Bezos’s wealth is disclosed on the Bloomberg Billionaires Index, which looks at publicly available data on company ownership and stock market stakes, making it easy to quantify. The list is dominated by Americans, given their ownership of the world’s biggest public companies. But others, from Russian oligarchs to leaders of developing nations, control vast undisclosed sums. Some may also be hidden due to opaque company structures, with funds or assets placed offshore.

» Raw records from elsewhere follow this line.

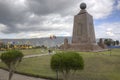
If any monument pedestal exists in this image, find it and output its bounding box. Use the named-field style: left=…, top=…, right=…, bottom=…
left=61, top=3, right=106, bottom=51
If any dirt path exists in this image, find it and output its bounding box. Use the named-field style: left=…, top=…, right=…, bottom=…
left=0, top=69, right=48, bottom=80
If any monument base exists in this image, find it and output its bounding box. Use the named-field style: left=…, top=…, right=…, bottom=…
left=60, top=44, right=107, bottom=52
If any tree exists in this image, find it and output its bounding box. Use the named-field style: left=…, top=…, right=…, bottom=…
left=0, top=50, right=23, bottom=80
left=51, top=52, right=84, bottom=80
left=104, top=39, right=113, bottom=46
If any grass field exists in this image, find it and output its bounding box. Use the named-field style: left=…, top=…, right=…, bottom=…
left=0, top=49, right=120, bottom=80
left=0, top=48, right=48, bottom=55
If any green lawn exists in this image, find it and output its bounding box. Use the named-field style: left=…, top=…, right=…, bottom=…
left=0, top=49, right=120, bottom=80
left=0, top=48, right=48, bottom=55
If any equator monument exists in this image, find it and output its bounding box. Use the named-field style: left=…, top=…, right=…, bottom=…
left=60, top=3, right=106, bottom=51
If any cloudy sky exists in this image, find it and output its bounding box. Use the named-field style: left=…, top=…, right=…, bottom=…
left=0, top=0, right=120, bottom=40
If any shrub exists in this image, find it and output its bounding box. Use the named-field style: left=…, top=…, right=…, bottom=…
left=0, top=50, right=23, bottom=80
left=51, top=52, right=84, bottom=80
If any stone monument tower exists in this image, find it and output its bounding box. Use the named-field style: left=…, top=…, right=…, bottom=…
left=60, top=3, right=102, bottom=51
left=72, top=3, right=96, bottom=45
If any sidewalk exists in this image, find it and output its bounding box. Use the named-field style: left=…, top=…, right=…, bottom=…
left=0, top=53, right=55, bottom=80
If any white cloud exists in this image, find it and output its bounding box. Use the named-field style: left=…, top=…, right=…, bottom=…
left=95, top=22, right=120, bottom=40
left=83, top=0, right=114, bottom=19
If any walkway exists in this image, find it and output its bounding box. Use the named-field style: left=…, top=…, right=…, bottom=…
left=0, top=69, right=48, bottom=80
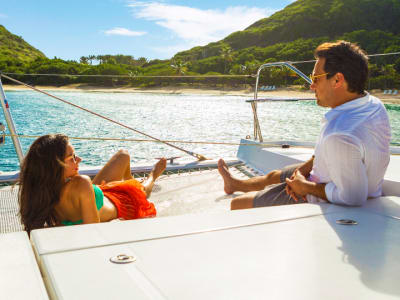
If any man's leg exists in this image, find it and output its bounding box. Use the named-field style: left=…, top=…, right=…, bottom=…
left=218, top=159, right=282, bottom=195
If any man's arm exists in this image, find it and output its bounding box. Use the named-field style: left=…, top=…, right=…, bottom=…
left=287, top=135, right=368, bottom=206
left=286, top=170, right=330, bottom=202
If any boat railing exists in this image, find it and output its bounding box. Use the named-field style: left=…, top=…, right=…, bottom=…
left=0, top=78, right=24, bottom=164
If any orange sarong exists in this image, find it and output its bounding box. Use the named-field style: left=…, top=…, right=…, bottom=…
left=99, top=179, right=157, bottom=220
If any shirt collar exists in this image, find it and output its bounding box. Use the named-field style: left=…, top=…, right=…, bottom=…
left=325, top=92, right=370, bottom=121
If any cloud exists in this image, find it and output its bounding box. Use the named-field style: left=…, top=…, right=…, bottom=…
left=128, top=1, right=276, bottom=46
left=104, top=27, right=147, bottom=36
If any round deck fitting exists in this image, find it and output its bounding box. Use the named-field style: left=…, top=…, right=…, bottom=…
left=110, top=254, right=136, bottom=264
left=336, top=219, right=358, bottom=225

The increase in Bezos’s wealth is a result of a surge in the value of Amazon shares – fuelled by a stock market rally that owes much to Trump’s corporate tax cuts, which came into force at the start of the year. Bezos owns 16% of Amazon, which has risen in value by more than 50% since the president’s inauguration a year ago – an ironic situation given that Bezos also owns the Washington Post, a paper that has been a source of almost constant irritation for the US president, which he refers to as a factory of fake news.
Nevertheless Bezos – born into a middle-class family in Albuquerque, New Mexico, in 1964 and who launched Amazon in 1994 selling books from his garage in Seattle – is now number one on the rich list ahead of Gates and the investor Warren Buffett.
After taking inflation into account, the $100bn fortune belonging to Bill Gates would have been worth almost $150bn in today’s money.
The Microsoft founder might also have been worth more than Bezos today if he hadn’t given away almost $36bn through the charitable foundation he runs with his wife, Melinda.
Measured against the total wealth in the US at the time the dotcom bubble burst Gates was much richer than Bezos. According to Credit Suisse, total wealth in the world’s largest economy has more than doubled to $93.5tn since the year 2000.
Billionaires have been getting richer in recent years, at a time of growing concerns over inequality in developed nations. The world’s super-rich have been estimated to now own the greatest concentration of wealth since the US Gilded Age at the turn of the 20th century, when industrialists such as Rockefeller and Carnegie grew rich beyond imagination. That period came to an end with the Wall Street crash of 1929 and the subsequent Great Depression.
The world’s 500 richest people increased their wealth by $1tn last year, buoyed by huge increases in the value of global shares.